We think, that the generated plots are beautiful.
As far as we know some plots, e.g. using faceting (see the exercises), in practice are only producible in ggplot2.
Learning the syntax needed for making specific plots is a challenge. The best way (the only way!?) to learn is to practice. You may start by solving the exercise sheet. After you have gotten used to the basic ideas you can find a lot of help on the internet. We remark, that there have been several updates of the ggplot2 package over the recent years.

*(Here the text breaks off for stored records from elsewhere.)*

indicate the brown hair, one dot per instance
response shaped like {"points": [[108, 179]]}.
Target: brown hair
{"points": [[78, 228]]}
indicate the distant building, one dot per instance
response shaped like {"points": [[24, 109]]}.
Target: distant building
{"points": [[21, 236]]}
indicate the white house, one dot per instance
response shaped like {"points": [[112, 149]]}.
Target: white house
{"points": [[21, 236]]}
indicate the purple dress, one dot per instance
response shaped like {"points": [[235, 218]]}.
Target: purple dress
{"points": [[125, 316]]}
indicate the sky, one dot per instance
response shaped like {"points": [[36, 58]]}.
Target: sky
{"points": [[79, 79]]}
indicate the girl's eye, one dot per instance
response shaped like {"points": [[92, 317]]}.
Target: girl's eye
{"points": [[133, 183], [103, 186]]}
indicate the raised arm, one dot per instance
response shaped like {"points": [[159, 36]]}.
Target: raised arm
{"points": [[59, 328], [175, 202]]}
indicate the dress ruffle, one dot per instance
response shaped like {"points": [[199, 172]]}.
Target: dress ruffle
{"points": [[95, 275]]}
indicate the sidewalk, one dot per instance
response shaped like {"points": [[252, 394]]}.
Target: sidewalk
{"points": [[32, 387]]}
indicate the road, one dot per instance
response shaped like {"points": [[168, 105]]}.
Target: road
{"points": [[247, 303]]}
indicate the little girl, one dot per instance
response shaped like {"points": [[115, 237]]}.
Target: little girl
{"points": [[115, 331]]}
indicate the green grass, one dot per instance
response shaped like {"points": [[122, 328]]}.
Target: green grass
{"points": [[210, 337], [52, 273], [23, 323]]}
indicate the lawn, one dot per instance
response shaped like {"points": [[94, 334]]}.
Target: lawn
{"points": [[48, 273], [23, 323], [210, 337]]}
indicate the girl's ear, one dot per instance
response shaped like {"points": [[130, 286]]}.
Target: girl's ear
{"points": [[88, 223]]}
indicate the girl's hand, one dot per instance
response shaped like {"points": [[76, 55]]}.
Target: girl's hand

And some of the old entries that might pop up when you google a ggplot2-issue might be outdated.
Not all things can be made in ggplot2! For a geometrical object to be available it need to have a syntaxical description, and it needs to be implemented. Other things require computer-hacks to be made (e.g. using different orderings of categorical variables in faceted plots).